Мы ужинали втроем в большой комнате со статуей Ники, и, глядя на Клементину Швейгештиль, которая, приветливо нас потчуя, все время входила и выходила, я вздумал спросить Адриана, как живется в Лангензальце его сестре Урсуле. Брак ее оказался самым счастливым, да и здоровье ее окрепло, она вполне оправилась от легочного заболевания, небольшого катара верхушек, разыгравшегося у нее после трех быстро следовавших друг за другом родов — 1911, 1912 и 1913 годов. Тогда появились на свет Шнейдевейновы отпрыски — Роза, Эцехиль и Раймунд. До появления очаровательного Непомука в тот августовский вечер оставалось еще девять лет.

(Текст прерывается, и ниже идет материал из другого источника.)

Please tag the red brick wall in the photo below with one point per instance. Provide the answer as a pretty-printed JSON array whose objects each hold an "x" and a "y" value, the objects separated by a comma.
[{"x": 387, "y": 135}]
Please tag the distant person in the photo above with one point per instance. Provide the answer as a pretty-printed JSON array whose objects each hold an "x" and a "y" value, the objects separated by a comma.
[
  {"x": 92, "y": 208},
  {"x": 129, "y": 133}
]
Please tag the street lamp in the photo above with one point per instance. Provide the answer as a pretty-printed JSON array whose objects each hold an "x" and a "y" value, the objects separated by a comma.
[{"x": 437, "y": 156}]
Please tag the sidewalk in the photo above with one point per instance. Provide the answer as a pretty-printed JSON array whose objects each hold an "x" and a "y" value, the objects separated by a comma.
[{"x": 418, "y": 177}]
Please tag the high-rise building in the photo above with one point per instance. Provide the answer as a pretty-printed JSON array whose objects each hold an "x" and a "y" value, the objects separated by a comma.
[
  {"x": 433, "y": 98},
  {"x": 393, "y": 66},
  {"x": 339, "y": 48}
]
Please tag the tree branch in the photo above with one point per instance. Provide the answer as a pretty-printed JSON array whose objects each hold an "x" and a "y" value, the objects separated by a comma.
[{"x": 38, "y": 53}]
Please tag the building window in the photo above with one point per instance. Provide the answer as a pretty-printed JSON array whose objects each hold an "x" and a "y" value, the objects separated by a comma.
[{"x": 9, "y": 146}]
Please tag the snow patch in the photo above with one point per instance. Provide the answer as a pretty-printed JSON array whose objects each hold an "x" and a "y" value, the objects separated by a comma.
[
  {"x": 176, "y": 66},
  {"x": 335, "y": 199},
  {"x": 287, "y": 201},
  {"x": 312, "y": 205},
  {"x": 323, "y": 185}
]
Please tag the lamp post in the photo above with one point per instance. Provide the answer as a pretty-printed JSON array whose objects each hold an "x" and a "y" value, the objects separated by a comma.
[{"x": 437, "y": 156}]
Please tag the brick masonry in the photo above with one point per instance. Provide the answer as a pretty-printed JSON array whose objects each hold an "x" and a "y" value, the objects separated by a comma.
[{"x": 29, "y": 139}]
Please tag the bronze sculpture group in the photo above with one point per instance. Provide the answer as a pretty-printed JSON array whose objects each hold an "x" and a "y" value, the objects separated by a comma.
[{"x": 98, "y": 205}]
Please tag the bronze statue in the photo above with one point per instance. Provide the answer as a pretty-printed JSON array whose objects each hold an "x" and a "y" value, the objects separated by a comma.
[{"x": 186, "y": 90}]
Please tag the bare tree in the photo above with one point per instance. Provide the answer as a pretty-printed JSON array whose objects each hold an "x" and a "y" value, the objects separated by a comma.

За едой и позднее, в настоятельской, речь шла главным образом о политических и моральных вопросах, о мифическом пробуждении национальных характеров, которое наступает в такие исторические моменты и о котором я говорил несколько взволнованно, чтобы как-то уравновесить грубо-эмпирическую концепцию войны, единственно верную, по мнению Шильдкнапа; о характерной, стало быть, роли Германии, ее прегрешении перед Бельгией, разительно напоминающем насилие Фридриха Великого над формально нейтральной Саксонией; о буче, поднявшейся по этому поводу в мире, о речи нашего философа-рейхсканцлера с ее рассудительным признанием вины, с ее простонародно-непереводимым «в нужде побудешь — заповедь забудешь», с ее откровенным пренебрежением к старому обязательству перед лицом новых требований жизни. По милости Рюдигера мы немало тут посмеялись, ибо он не опровергал моего довольно-таки эмоционального толкования событий, но, пародируя долговязого мыслителя, окутывавшего поэзией морали давно разработанный стратегический план, делал невозможно смешной всю эту задушевную грубость, достойное самопокаяние при честной готовности к злодейству, — еще более смешной, чем добродетельное мычание растерявшегося мира, который ведь тоже давно знал об этом прозаическом плане кампании; и так как я видел, что нашему хозяину милее всего смех, что он за него благодарен, я охотно участвовал в веселье, чувствуя при этом, что трагедия и комедия сделаны из одного теста и достаточно слегка изменить освещение, чтобы из первой получилась вторая и наоборот.